Last week I posted some Lou Reed concert footage from 1974’s Rock N Roll Animal tour and now here is some more.

First up, a nice long bash at “Heroin” complete with the infamous tied-off arm/syringe/shooting up bit. Cute. It’s easy to see why a Velvets freak like Lester Bangs would have been disgusted with his idol at this point. Talk about jumping the shark! What was the guy thinking? Nevertheless, naturally the heavily ‘luded out mid-70s audience squeals with delight as Uncle Lou pretends to jack up. Tacky then, tacky now, especially considering it was Hep C that basically killed the guy.

This was shot in Houston, Texas on November 13, 1974. It’s a bit wobbly, but it exists, you know? It exists.
 

 
“Sweet Jane,” “Vicious” and the beginning of “Heroin” on this clip (made from the original 1/2” B&W open reel mastertape, it says).

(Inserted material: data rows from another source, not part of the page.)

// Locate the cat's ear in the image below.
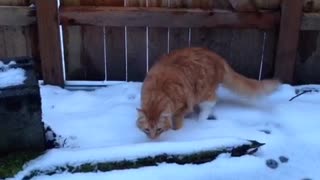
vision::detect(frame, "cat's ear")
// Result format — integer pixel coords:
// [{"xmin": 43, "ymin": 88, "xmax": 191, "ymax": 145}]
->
[
  {"xmin": 161, "ymin": 112, "xmax": 172, "ymax": 118},
  {"xmin": 137, "ymin": 108, "xmax": 145, "ymax": 117}
]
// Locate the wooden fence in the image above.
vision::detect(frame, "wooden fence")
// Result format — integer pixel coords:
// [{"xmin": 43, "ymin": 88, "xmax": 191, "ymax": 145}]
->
[{"xmin": 0, "ymin": 0, "xmax": 320, "ymax": 86}]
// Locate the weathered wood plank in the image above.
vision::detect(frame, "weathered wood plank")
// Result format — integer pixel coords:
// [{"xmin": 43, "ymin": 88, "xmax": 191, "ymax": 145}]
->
[
  {"xmin": 191, "ymin": 28, "xmax": 275, "ymax": 79},
  {"xmin": 62, "ymin": 26, "xmax": 85, "ymax": 80},
  {"xmin": 4, "ymin": 26, "xmax": 28, "ymax": 57},
  {"xmin": 293, "ymin": 31, "xmax": 320, "ymax": 85},
  {"xmin": 80, "ymin": 0, "xmax": 106, "ymax": 80},
  {"xmin": 60, "ymin": 0, "xmax": 85, "ymax": 80},
  {"xmin": 229, "ymin": 0, "xmax": 258, "ymax": 12},
  {"xmin": 300, "ymin": 13, "xmax": 320, "ymax": 31},
  {"xmin": 106, "ymin": 27, "xmax": 126, "ymax": 81},
  {"xmin": 148, "ymin": 0, "xmax": 168, "ymax": 69},
  {"xmin": 60, "ymin": 6, "xmax": 280, "ymax": 29},
  {"xmin": 127, "ymin": 0, "xmax": 147, "ymax": 81},
  {"xmin": 36, "ymin": 0, "xmax": 64, "ymax": 86},
  {"xmin": 0, "ymin": 0, "xmax": 32, "ymax": 6},
  {"xmin": 0, "ymin": 6, "xmax": 36, "ymax": 26},
  {"xmin": 275, "ymin": 0, "xmax": 303, "ymax": 83},
  {"xmin": 169, "ymin": 0, "xmax": 191, "ymax": 51},
  {"xmin": 81, "ymin": 26, "xmax": 106, "ymax": 80},
  {"xmin": 105, "ymin": 0, "xmax": 127, "ymax": 81}
]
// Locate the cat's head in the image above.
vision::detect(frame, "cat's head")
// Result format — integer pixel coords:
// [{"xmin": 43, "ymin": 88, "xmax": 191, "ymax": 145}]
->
[{"xmin": 137, "ymin": 109, "xmax": 172, "ymax": 139}]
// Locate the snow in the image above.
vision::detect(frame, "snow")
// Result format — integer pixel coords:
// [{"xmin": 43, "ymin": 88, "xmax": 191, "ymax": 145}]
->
[
  {"xmin": 0, "ymin": 61, "xmax": 26, "ymax": 88},
  {"xmin": 10, "ymin": 83, "xmax": 320, "ymax": 180}
]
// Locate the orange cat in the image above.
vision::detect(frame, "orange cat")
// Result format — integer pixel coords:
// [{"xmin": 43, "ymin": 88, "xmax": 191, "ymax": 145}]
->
[{"xmin": 137, "ymin": 48, "xmax": 280, "ymax": 139}]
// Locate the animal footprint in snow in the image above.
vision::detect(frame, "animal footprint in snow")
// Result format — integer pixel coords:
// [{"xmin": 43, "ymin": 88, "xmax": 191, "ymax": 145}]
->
[
  {"xmin": 128, "ymin": 94, "xmax": 136, "ymax": 100},
  {"xmin": 259, "ymin": 129, "xmax": 271, "ymax": 134},
  {"xmin": 279, "ymin": 156, "xmax": 289, "ymax": 163},
  {"xmin": 266, "ymin": 159, "xmax": 279, "ymax": 169}
]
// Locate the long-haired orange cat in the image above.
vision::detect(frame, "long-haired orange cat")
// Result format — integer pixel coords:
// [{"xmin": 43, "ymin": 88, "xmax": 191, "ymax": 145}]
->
[{"xmin": 137, "ymin": 48, "xmax": 280, "ymax": 139}]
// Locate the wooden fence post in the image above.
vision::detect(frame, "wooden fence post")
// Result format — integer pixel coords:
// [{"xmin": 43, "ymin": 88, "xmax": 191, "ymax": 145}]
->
[
  {"xmin": 36, "ymin": 0, "xmax": 64, "ymax": 86},
  {"xmin": 274, "ymin": 0, "xmax": 303, "ymax": 83}
]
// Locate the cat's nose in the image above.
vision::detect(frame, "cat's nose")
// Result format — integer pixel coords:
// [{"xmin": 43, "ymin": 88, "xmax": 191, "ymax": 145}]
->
[{"xmin": 149, "ymin": 134, "xmax": 158, "ymax": 139}]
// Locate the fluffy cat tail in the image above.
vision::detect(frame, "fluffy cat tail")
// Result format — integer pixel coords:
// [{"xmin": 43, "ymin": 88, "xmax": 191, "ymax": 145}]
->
[{"xmin": 222, "ymin": 63, "xmax": 281, "ymax": 97}]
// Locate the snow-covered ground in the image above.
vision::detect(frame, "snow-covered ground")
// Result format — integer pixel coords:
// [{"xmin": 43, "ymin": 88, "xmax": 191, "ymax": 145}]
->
[{"xmin": 11, "ymin": 83, "xmax": 320, "ymax": 180}]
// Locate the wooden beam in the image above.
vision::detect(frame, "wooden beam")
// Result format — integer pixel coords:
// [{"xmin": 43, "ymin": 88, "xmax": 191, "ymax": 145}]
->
[
  {"xmin": 60, "ymin": 6, "xmax": 280, "ymax": 29},
  {"xmin": 300, "ymin": 13, "xmax": 320, "ymax": 30},
  {"xmin": 36, "ymin": 0, "xmax": 64, "ymax": 86},
  {"xmin": 274, "ymin": 0, "xmax": 303, "ymax": 83},
  {"xmin": 0, "ymin": 6, "xmax": 36, "ymax": 26}
]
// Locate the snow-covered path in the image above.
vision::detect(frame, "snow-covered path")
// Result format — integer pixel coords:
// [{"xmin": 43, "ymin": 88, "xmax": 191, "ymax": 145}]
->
[{"xmin": 11, "ymin": 83, "xmax": 320, "ymax": 180}]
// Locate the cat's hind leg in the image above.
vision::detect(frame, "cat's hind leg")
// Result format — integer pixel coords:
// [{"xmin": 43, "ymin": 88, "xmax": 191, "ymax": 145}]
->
[{"xmin": 199, "ymin": 95, "xmax": 217, "ymax": 120}]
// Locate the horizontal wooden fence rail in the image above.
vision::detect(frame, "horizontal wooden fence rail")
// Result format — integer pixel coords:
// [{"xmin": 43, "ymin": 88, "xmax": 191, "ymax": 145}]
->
[
  {"xmin": 0, "ymin": 6, "xmax": 36, "ymax": 26},
  {"xmin": 0, "ymin": 6, "xmax": 320, "ymax": 30},
  {"xmin": 60, "ymin": 6, "xmax": 280, "ymax": 29}
]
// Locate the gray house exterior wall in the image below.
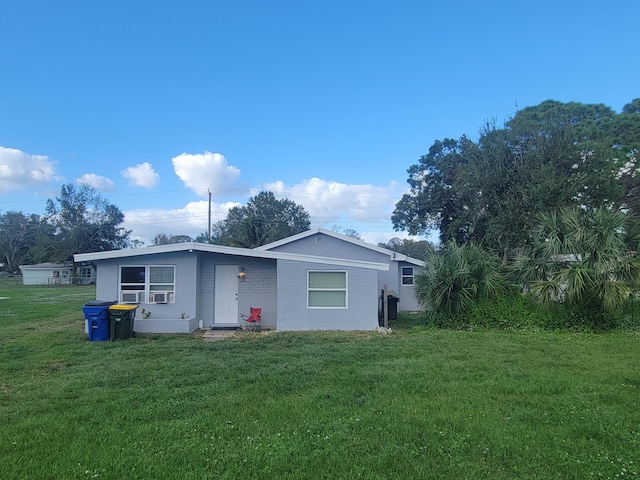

Lou Reed obviously could not dance for shit:
 

 
Personally, I’m of the opinion that some of the best live Lou Reed recordings come from when “The Phantom of Rock” (as RCA was marketing him at the time) was being backed by a band called The Tots. This is the period around when Transformer first hit, “Walk On the Wild Side” was a massive smash and Reed had pretty much become a superstar in Europe. He had not yet fully gone over to the insectoid speedfreak dark side as seen above, but clearly he was working on it.

There are two fantastic bootlegs of this group worth looking for, “American Poet” recorded on Reed’s Long Island home turf in late 1972 and “The Phantom of Rock” taped live at Alice Tully Hall in January 1973.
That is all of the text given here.